38. In order to appreciate the Implication of this argument, it is necessary to read Section 48, Civil P. C.

'(1) Where an application to execute a decree not being a decree granting an injunction has been made, no order for the execution of the same decree shall be made upon any fresh application presented after the expiration of twelve years from-------

(a) the date of the decree sought to be executed, or

(b) Where the decree or any subsequent order directs any payment of money or the delivery of any property to be made at a certain date or at recurring periods, the date of the default in making the payment or delivery in request of which the applicant seeks to execute the decree.

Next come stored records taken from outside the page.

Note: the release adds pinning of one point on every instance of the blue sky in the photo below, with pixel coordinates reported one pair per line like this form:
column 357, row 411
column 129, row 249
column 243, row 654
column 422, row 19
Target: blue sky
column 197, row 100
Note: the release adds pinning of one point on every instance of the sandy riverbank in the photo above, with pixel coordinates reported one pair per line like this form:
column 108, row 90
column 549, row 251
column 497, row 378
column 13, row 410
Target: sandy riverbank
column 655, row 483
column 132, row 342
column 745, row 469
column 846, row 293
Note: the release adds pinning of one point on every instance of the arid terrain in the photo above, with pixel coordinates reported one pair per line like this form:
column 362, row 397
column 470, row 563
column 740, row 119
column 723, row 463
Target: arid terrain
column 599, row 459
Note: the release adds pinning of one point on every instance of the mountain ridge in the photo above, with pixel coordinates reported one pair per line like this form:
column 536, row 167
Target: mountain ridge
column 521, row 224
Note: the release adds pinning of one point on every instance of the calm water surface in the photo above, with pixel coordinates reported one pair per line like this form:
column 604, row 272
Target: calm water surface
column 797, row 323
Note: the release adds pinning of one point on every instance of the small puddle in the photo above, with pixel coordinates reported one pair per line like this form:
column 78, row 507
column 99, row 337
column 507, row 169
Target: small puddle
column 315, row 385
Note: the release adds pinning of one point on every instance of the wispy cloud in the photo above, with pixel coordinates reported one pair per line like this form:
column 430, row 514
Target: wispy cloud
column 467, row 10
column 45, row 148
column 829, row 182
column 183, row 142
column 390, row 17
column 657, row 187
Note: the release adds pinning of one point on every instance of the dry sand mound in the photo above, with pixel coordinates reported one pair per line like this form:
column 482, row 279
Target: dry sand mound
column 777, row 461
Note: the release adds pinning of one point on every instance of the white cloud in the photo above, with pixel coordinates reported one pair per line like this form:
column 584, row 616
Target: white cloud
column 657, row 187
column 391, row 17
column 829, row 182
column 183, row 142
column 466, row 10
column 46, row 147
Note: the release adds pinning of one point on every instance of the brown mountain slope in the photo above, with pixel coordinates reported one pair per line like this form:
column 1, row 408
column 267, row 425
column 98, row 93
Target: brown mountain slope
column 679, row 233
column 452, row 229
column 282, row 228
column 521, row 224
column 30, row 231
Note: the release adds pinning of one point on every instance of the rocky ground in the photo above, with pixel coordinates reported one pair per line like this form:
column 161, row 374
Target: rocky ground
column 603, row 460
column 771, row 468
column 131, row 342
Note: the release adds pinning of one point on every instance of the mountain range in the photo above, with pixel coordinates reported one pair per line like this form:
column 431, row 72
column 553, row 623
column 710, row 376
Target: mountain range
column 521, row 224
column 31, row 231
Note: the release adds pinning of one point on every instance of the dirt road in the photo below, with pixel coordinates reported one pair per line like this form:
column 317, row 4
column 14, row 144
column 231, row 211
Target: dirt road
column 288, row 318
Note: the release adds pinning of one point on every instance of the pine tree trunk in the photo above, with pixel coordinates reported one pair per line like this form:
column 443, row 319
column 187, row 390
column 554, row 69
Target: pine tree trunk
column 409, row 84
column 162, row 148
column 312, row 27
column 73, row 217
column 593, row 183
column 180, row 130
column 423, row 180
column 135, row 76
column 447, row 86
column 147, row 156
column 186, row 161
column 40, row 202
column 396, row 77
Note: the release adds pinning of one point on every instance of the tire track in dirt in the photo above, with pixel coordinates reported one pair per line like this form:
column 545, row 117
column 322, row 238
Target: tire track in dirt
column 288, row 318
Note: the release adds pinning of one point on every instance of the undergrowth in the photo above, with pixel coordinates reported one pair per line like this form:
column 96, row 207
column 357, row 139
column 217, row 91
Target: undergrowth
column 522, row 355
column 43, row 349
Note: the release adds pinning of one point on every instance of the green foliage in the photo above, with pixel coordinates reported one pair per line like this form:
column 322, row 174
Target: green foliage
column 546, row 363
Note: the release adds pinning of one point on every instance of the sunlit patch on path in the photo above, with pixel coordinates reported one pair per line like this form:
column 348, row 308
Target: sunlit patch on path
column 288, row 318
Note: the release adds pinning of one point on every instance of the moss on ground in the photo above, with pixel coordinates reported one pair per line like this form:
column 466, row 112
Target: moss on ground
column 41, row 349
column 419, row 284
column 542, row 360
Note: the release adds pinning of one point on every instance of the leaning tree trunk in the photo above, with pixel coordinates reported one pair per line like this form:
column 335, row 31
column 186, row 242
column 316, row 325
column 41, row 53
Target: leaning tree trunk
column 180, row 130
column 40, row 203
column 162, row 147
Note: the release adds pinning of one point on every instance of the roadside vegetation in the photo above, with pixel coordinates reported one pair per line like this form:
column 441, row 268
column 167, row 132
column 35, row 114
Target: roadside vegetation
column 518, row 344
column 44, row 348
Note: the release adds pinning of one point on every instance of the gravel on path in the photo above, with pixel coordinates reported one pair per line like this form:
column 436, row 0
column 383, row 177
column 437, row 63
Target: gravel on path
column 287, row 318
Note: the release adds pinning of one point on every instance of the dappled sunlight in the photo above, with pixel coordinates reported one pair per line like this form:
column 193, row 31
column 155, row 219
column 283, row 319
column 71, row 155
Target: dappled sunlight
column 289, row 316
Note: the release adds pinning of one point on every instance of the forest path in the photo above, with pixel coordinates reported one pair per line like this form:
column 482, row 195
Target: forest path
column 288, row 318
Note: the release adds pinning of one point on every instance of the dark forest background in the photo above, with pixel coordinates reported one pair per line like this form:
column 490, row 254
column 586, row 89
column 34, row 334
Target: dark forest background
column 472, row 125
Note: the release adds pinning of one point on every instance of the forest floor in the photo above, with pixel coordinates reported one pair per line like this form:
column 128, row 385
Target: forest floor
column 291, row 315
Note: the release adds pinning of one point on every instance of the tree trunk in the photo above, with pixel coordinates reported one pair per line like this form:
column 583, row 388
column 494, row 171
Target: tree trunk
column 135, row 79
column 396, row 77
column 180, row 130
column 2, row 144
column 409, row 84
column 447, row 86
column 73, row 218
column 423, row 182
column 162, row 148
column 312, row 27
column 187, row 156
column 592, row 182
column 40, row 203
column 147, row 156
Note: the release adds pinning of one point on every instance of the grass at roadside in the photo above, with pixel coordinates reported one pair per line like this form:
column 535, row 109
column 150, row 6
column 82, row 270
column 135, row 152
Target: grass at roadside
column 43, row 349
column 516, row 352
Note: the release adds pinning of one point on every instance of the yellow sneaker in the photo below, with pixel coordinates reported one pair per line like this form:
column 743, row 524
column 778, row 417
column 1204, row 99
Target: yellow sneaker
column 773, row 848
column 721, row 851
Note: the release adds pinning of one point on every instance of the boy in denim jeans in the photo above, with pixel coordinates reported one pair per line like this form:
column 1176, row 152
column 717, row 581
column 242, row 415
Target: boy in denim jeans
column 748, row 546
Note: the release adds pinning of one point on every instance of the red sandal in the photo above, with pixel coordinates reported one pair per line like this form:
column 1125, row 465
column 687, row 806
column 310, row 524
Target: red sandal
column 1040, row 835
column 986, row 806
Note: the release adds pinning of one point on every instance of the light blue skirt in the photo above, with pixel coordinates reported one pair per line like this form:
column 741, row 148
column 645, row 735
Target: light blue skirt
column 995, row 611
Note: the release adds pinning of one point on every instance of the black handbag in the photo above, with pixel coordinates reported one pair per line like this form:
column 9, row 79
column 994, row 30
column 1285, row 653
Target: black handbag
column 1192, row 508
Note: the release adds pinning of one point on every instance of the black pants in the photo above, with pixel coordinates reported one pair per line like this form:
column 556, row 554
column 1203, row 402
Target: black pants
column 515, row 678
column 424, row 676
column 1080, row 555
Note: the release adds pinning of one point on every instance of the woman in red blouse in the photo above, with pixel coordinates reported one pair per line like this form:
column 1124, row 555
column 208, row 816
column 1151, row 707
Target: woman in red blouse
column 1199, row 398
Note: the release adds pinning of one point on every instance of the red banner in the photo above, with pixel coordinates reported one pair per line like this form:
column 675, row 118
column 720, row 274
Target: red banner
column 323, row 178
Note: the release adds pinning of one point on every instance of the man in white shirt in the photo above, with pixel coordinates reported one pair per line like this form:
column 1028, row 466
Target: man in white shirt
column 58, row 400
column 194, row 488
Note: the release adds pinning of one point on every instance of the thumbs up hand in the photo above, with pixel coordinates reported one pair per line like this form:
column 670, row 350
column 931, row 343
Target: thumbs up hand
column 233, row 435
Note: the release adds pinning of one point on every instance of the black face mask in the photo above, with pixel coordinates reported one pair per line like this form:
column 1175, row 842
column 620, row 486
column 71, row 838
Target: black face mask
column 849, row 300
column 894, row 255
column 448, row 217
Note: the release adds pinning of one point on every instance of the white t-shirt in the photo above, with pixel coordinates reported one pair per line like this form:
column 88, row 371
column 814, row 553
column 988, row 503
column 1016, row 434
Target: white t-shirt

(1) Nothing in this section shall be deemed-----------

(a) to preclude the Court from ordering the execution of a decree upon an application presented after the expiration of the said term of twelve years, where the judgment debtor has, by fraud or force, prevented the execution of the decree at some time within twelve years immediately before the date of the application; or

(b) to limit or otherwise affect the operation of Article 183 of the First Schedule to the Indian Limitation Act, 1908.'

39. It would immediately be plain that this section imposes a restriction on the rights of decree-holder by fixing a maximum limit of time for execution and by enacting that no order for execution shall be made. 'upon any fresh application presented after the expiration of the 12 years.' The object of the section is to prevent execution proceedings being kept pending indefinitely to the harassment of judgment-debtors and to require sufficient diligence on the part of the decree-holder. It cannot be in doubt that 'fresh application' means a substantive application for execution and not merely an ancillary one made with the object of moving the Court to pass ancillary orders in the matter of a substantive application already on its file.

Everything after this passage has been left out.